Home ownership is widely recognized as a barometer of the U.S. population’s and economy’s well being, and thus has long been integral to policy making. The analysis will examine trends and differentials in home ownership for the 2000-2010 decade, using both decennial census and the 2005 ACS. Not only does 2005 represent the midpoint of the intercensal decade, but it also precedes the recent full collapse of the housing market.

Because this basic analysis may be affected by “compositional shifts” in the population, as cohorts of varying size move through the life cycle, it will be supplemented by a cohort-based analysis of homeownership. Drawing on multiple decennial censuses and ACS estimates for the most recent intercensal period, birth cohorts will be used for the native born, while for the foreign born, birth/year of arrival cohorts will be used. This additional perspective on ownership will allow us to differentiate between the progress made by the average member of a cohort as s/he passes through the housing life cycle, and shifts – improvements or deterioration – across generations.

As more recent cohorts replace those that precede them, their level of (dis)advantage influences that of the entire population. For example, the incoming 2000 cohort benefitted from Clinton housing benefits, especially lower-income blacks. The 2005 cohort did not have these advantages. Thus, cohort analysis provides a more complete view of the progress made in home ownership over time. .

But home ownership is only part of the total picture. “Housing” is a multidimensional concept includes aspects of the housing unit (size, amenities, and quality); features of the surrounding neighborhood, such as social and economic makeup and conditions; and access to critical services such as high-performing schools.

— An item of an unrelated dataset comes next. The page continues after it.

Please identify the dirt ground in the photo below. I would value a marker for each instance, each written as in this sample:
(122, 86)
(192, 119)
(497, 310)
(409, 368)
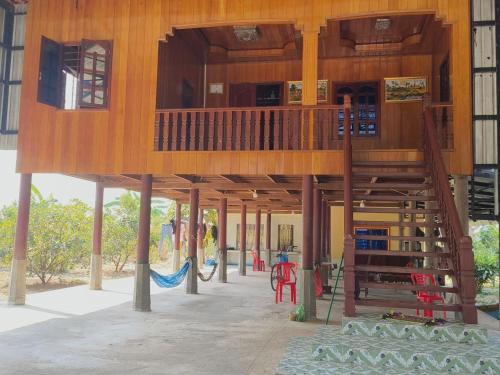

Deterioration in the housing unit – bars on windows, rodents and other vermin – and undesirable conditions and land uses in the immediate neighborhood – boarded-up buildings and vacant lots – can adversely affect households’ current quality of life and health. It also affects the odds of socioeconomic advancement for succeeding generations, suggesting that the persistence of racial/ethnic differentials in housing and neighborhood quality may be a partial explanation for continued patterns of inequality.